The new appraisal identifies 20 “plays” or geological formations liable to be worth drilling into. The GSC still only has enough data to guess at the potential of six targets. But the limited evidence already points to 41 trillion cubic feet of gas and 2.5 billion barrels of oil – at the very least, the report says.

“The assessment results indicate Carboniferous basins have a large gas resource potential, much higher than previously estimated. The resource potential numbers represent a minimum for the region because many of the conventional and all of the unconventional plays were only qualitatively assessed,” the GSC says. In addition, “The conventional resource potential for Cambrian Devonian strata may be much higher than reported here.”

There is a long tradition of mutual dependence between resource industries and the GSC – which is Canada’s oldest federal government agency, founded as a guide to the country’s potential when most of the country was still an unknown frontier. At the same time as the GSC paints technical portraits of Eastern Canada, its scientists are keeping tabs on a growing lineup of industrial explorers.

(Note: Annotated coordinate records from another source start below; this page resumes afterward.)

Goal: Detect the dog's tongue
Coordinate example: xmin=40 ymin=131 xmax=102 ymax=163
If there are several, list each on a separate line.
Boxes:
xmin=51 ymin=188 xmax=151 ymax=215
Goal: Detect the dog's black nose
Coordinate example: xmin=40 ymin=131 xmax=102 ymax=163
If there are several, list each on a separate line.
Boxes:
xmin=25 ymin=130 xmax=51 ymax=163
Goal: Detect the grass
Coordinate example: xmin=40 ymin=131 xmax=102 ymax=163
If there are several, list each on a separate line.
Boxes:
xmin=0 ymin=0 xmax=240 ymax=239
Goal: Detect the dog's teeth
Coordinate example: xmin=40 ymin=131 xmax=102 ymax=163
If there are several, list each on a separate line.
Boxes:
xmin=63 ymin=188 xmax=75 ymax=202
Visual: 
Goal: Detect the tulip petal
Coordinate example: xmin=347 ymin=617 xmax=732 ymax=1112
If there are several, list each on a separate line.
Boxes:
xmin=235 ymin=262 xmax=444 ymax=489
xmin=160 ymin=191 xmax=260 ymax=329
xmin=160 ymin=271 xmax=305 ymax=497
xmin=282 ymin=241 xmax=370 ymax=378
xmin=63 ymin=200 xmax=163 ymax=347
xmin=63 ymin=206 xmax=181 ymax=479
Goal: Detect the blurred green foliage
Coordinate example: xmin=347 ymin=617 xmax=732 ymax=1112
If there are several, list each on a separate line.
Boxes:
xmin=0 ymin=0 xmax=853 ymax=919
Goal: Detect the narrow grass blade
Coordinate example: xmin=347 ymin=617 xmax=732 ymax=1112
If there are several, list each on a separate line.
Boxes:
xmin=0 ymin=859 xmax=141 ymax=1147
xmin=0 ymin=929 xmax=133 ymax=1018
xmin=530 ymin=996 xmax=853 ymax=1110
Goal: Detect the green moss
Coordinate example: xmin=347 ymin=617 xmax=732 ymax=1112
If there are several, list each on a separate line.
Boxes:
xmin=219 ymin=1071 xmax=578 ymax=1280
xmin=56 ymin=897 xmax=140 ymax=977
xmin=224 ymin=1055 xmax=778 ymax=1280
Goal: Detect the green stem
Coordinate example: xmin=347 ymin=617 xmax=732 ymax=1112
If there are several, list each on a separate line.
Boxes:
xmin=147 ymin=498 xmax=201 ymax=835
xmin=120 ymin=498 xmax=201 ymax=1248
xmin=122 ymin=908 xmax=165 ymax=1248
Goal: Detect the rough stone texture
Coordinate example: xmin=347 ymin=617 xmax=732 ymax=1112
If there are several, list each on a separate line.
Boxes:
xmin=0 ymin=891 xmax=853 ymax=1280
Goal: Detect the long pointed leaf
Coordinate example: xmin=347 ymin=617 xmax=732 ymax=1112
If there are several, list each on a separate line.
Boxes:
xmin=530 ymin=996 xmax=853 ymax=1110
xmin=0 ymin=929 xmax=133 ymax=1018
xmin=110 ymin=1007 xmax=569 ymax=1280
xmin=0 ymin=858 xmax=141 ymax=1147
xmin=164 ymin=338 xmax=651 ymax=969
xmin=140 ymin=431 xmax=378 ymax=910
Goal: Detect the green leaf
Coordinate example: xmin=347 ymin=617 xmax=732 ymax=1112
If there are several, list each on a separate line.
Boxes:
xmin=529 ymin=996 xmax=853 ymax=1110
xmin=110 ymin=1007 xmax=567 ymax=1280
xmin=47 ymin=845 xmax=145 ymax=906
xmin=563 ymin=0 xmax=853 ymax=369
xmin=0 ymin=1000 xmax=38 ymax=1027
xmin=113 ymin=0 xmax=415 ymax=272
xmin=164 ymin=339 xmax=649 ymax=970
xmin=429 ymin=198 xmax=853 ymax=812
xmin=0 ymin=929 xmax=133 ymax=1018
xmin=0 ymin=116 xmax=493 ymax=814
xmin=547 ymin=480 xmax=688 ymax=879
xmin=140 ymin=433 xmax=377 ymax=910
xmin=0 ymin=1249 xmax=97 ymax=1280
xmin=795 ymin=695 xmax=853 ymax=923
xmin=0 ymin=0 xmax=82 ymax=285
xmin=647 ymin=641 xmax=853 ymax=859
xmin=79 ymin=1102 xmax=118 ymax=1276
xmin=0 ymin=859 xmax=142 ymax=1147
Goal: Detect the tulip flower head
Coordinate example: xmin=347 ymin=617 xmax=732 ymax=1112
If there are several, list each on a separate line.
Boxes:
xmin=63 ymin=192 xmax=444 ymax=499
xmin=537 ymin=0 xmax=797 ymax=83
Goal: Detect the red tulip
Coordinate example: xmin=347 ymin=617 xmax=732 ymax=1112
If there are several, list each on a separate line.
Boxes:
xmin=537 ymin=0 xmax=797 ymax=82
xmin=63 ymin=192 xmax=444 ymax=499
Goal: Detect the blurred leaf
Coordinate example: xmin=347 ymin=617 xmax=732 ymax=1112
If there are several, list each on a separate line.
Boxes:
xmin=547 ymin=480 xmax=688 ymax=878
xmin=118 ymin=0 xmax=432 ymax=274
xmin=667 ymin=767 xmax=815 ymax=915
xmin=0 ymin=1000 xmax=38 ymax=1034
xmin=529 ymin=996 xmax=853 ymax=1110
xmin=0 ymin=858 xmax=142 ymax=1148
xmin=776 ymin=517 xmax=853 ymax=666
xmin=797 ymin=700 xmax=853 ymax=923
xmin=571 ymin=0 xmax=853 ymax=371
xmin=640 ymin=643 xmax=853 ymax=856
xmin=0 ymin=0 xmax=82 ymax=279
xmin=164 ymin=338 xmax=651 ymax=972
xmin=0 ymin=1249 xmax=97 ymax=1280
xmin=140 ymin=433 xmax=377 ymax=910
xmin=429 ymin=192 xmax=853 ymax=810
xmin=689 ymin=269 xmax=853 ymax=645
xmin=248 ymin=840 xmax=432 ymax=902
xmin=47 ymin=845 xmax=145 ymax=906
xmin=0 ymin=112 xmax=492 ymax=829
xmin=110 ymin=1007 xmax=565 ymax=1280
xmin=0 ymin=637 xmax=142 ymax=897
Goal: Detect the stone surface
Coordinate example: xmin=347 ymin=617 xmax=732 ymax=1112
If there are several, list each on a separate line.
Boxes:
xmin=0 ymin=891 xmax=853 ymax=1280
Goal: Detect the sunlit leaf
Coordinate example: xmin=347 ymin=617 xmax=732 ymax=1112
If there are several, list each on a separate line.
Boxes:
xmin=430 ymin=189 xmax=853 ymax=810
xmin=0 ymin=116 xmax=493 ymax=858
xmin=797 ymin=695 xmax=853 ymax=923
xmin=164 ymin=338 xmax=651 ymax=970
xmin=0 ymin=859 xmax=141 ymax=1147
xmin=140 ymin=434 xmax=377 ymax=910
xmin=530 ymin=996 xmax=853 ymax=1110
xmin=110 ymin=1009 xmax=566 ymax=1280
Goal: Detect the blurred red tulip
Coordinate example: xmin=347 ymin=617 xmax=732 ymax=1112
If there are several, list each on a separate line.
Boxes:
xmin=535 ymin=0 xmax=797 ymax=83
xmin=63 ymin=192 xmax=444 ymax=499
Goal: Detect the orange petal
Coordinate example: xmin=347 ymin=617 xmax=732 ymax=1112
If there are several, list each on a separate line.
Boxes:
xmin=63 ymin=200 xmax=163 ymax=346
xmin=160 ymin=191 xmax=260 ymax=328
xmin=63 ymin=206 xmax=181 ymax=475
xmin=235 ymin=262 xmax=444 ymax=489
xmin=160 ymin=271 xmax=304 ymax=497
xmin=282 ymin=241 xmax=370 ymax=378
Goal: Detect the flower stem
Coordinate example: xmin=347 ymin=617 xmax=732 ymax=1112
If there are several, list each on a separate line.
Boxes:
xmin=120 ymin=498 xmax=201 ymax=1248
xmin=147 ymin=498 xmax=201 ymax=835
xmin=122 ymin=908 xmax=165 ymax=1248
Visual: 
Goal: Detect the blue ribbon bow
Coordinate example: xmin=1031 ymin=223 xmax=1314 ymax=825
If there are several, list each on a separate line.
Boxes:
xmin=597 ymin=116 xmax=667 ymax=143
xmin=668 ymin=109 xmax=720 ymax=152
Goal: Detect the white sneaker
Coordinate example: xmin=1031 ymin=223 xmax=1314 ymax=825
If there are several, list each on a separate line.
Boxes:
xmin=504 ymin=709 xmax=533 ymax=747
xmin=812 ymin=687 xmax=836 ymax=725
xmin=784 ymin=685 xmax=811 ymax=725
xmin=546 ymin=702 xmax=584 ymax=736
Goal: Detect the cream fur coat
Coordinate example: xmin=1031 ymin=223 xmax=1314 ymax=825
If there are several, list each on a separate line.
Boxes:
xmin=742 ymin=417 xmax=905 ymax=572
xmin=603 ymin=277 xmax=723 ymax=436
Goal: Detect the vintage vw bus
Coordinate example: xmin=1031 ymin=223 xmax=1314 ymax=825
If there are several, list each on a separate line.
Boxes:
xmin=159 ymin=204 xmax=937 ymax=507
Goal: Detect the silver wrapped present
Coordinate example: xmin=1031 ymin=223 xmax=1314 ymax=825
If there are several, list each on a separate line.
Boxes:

Although results are often kept secret to avoid tipping off potential rivals, enough is known to suggest that private sector geologists are starting to agree with the GSC view of the eastern region. The survey identifies widely dispersed eastern exploration campaigns involving 14 companies. Along with Junex and Forest Oil, the pioneers include Talisman Energy Inc., Questerre Energy Corp., Gastem Inc., Canbriam Energy Inc., Triangle Petroleum Corp., Elmworth Energy Corp., Contact Exploration Inc., Corridor Resources Inc., PetroWorth Resources Inc., Deer Lake Oil and Gas Inc., East Coast Energy Inc. and Stealth Ventures Ltd.

Much of the effort centers on unconventional coalbed methane and shale gas targets. Too little is known or disclosed about those for the GSC to provide official resource projections. But the federal government agency observes that preliminary industry estimates for just one potential shale gas source already exceed 40 trillion cubic feet. Purely geological data points to eastern Canadian shale formations up to 1,800 meters (5,880 feet) thick, with organic material content well up on the scale required for natural generation of significant gas deposits.

The unconventional gas potential of the Appalachian region of eastern North America should come as no surprise, the GSC suggests. Current U.S. drilling, as well as the pioneer Canadian work, is repeating history so old that it has been largely forgotten.

“Shale gas actually has a long but poorly known history. The first known shale gas production occurred in 1821, when local townsfolk drilled a well 8.3 meters [27 feet] deep at Fredonia, N.Y., making this the oldest hydrocarbon play in North America,” the GSC scholars point out.